Why Is Everyone Paying the Same?
The world’s three most famous consulting firms, Bain & Company, the Boston Consulting Group (BCG), and McKinsey, have recently made a number of compensation market adjustments – their largest in years. In particular, these firms have continued a distinctive pattern of adjusting their compensation to match one another as part of their ongoing war for talent.
What’s going on here?
A number of factors are likely driving this shift towards compensation convergence.
- The US continues to see elevated levels of inflation, adding more pressure to increase pay.
- Additionally, despite the recent stock market downturn and looming recession risks, the hiring environment remains hot for many of the highly pedigreed candidates that these consulting firms recruit from.
- Finally, these firms tend to hire from a highly competitive hiring pool and are increasingly competing with notoriously high compensators, such as the finance and tech industries
This compensation matching among consulting firms matches a similar pattern among the top law firms, in which many of the top firms effectively match compensation to one another. This pattern is so consistent and predictable that websites exist to benchmark “Big Law” compensation.
There’s a lesson here for companies who are seeking to acquire the best talent and remain competitive in their markets. When the following factors are all true, industries tend to see sharp convergence in their compensation:
- Cross-company differentiation in terms of job experience and culture is relatively low. For example, one would expect that many candidates receiving offers from Bain will also interview with (and will receive offers from) BCG and McKinsey.
- Candidate pools are relatively small. For example, top law firms recruit from a constrained pool of law school graduates.
- Candidate pools are very similar. For example, consulting firms typically recruit the majority of their employees in two cohorts: one directly out of undergrad, and another for new MBA graduates.
- Employers follow an “up-or-out” career model. Law and consulting firms both hire large initial classes, expecting high attrition over subsequent years. Ultimately, only a smaller percentage (say, 5-20%) of employees will stick around and make it to a terminal Partner role.
- Employers are in geographies with relatively similar cost-of-living. For example, most top law firms are located in large cities such as New York and Los Angeles. Historically this was the biggest blocker to compensation convergence, but with the rise of remote work that is changing rapidly.
When these factors align, it’s very typical to see compensation convergence as firms seek to differentiate based upon their pay, or at least meet the market expectations of their immediate, relatively undifferentiated recruiting rivals. Employers meeting the criteria above should pay extra attention to their peers’ compensation packages in order to remain competitive.
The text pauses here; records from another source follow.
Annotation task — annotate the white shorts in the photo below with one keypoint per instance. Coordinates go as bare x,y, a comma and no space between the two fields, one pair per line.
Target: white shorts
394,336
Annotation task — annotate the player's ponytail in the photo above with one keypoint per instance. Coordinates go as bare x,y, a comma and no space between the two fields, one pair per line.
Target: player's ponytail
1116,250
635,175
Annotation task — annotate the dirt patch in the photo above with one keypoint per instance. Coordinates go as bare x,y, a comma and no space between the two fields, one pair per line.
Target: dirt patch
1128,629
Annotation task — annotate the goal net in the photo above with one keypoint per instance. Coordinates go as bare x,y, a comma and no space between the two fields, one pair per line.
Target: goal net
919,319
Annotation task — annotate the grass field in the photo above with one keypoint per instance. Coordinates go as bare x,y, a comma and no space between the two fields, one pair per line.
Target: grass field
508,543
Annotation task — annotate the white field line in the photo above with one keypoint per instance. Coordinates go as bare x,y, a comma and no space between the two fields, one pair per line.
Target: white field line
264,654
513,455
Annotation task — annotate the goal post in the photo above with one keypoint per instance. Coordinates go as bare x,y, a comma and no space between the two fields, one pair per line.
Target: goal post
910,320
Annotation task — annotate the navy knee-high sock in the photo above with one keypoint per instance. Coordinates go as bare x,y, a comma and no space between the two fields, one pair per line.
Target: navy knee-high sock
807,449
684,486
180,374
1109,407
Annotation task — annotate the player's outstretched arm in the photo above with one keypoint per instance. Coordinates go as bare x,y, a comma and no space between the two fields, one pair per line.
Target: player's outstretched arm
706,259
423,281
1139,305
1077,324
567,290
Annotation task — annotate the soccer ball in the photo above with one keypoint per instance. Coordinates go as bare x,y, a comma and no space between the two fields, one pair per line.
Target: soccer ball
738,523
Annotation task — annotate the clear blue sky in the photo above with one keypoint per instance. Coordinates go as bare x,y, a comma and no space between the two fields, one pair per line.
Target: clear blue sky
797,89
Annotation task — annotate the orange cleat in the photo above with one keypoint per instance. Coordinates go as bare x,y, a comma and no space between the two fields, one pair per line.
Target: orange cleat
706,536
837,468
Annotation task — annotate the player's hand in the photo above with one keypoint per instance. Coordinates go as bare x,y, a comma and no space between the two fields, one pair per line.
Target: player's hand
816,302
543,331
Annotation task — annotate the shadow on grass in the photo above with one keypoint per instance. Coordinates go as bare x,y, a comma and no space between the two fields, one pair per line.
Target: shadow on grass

We’re interested to see if this pattern will continue, and whether we’ll see additional compensation convergence in other industries, particularly as remote and hybrid work flattens geographic differences in compensation. Will we see compensation standardize further among big tech companies as the market matures? Will we see further convergence of compensation among roles that can be done remotely, such as recruiting or sales? Time will tell!